В конце, не придумав ничего другого, он предложил раненому солдату деньги, которые тот принял молча. Еще Генри записал для него свой адрес на случай, если ему что-то понадобится после выздоровления. Солдат взглянул на запись и кивнул без улыбки. Генри не решился спросить, умеет ли солдатик читать.

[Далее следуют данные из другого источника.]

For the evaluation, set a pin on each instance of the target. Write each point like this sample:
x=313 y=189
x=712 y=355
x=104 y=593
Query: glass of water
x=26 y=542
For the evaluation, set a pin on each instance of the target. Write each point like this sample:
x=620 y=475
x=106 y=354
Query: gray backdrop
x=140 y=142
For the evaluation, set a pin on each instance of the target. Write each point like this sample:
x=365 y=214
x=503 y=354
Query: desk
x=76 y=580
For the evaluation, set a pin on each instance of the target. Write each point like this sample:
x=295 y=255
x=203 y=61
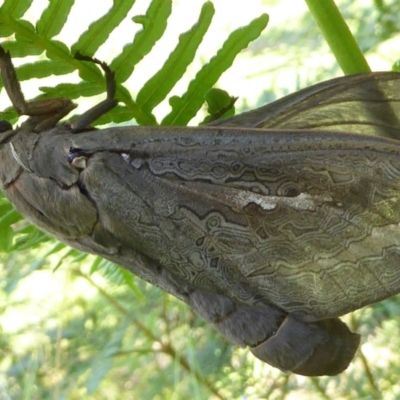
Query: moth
x=270 y=224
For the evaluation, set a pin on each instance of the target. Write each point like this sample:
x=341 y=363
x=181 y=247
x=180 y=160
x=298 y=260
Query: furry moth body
x=269 y=234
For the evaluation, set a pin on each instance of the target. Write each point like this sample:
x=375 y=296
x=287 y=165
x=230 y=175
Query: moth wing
x=361 y=103
x=305 y=221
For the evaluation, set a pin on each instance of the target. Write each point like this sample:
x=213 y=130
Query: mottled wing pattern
x=305 y=221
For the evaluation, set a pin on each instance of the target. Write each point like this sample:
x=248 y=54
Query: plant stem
x=338 y=36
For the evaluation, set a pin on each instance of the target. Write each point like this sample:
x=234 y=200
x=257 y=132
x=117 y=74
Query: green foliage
x=110 y=335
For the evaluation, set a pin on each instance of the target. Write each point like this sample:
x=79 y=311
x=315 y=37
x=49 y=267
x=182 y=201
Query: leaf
x=157 y=88
x=185 y=108
x=6 y=237
x=54 y=18
x=220 y=104
x=43 y=69
x=99 y=31
x=15 y=9
x=73 y=90
x=154 y=24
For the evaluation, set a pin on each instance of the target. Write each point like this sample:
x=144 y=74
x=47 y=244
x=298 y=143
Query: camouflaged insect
x=270 y=224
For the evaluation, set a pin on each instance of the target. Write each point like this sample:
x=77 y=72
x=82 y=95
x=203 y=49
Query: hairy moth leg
x=47 y=112
x=106 y=105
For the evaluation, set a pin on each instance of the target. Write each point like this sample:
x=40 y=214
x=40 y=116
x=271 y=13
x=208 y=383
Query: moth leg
x=106 y=105
x=47 y=111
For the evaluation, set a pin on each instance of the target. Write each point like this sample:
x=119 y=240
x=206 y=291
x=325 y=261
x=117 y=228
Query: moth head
x=5 y=126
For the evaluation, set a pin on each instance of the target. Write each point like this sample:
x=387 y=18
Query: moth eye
x=289 y=189
x=5 y=126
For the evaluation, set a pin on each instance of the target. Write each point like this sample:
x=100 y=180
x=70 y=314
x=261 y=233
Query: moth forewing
x=267 y=234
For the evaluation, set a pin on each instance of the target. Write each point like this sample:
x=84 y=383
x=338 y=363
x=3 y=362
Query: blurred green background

В тот вечер они с Перри по-прежнему сторонились друг друга, сидя в шезлонгах на палубе скрипучей посудины, медленно плывущей домой в Ньюпорт. Созерцая угасающий свет и нежась в спадающей жаре, он впервые ощутил себя причастным к Америке, от которой до сих пор держался обособленно. Он внимательно слушал, но не знал, что ответить. Он пытался вообразить жизнь того юноши под парусиновым пологом, его борьбу за выживание, ожидание худшего исхода и надежду вернуться домой. Попытался вызвать в воображении тот момент, когда нож хирурга торжественно извлечен, нога прижата, морфин, или виски, или что там у них под рукой, принят, руки заломлены и завязаны за спиной, во рту кляп. Ему хотелось обнять своего юного друга, помочь ему теперь, когда все наихудшее позади, отвезти его домой к семье, которая присмотрит за ним. Но еще он знал и то, что как бы сильно ни хотел он поддержать и утешить этого солдатика, так же сильно он хочет уединиться у себя в комнате, чтобы с наступлением вечера под рукой были книга, перо и бумага и чтобы двери оставались закрытыми до самого утра и никто его не беспокоил. Пропасть между двумя этими желаниями наполнила его горькой печалью и благоговением перед тайной самости, тайной обладания единственным сознанием, которому известны только собственные обнаженные чувства, которое наедине с собой испытывает лишь собственную боль, собственный страх, удовольствие или радость.
И вот теперь, плывя теплым вечером на пароходе домой и созерцая смягченный и успокаивающий горизонт, он внезапно осознал, осознал с отчаянной явственностью, насколько глубока реальность и обособленность этой самости. Насколько невредимой и отстраненной остается она, когда нож безжалостно режет чужую плоть, жир и мышцы, сухожилия и нервы, кровеносные сосуды и кость другой самости – кого-то, но не тебя, раненого, страдающего, умирающего под парусиной вдали от дома. Он осознал, что его обособленность была полной и неприкосновенной и что тот солдатик никогда не познает удобств и привилегий, положенных сыну Генри Джеймса-старшего, оберегаемому от войны.
В сентябре 1862 года отец поехал в Бостон с Уилки и его другом Кэботом Расселлом и помог им вступить в Северную армию. Вскоре, приписав себе год, отправился воевать и Боб Джеймс. Теперь Уилки и Боб стали центром всеобщего внимания. Даже самые обыденные их высказывания и наблюдения ценились на вес золота и часто повторялись. Любая новость о ком-то из младших братьев тотчас же передавалась старшим.
В Кембридже, недолго перекантовавшись у Уильяма, Генри нашел себе крохотную квадратную комнату с низким потолком и оконной нишей, сидя в которой он начал расставлять свои книги, пользуясь весьма замысловатой системой классификации. Он бродил деревенскими дорогами в окрестностях Кембриджа, с удовольствием рассматривая уединенные жилища на пологих травяных склонах под высокими вязами. Он воображал жизнь не только внутри этих домишек, но и как она видится снаружи, какие очертания она могла бы принять в глазах прохожего – например, молодого Готорна.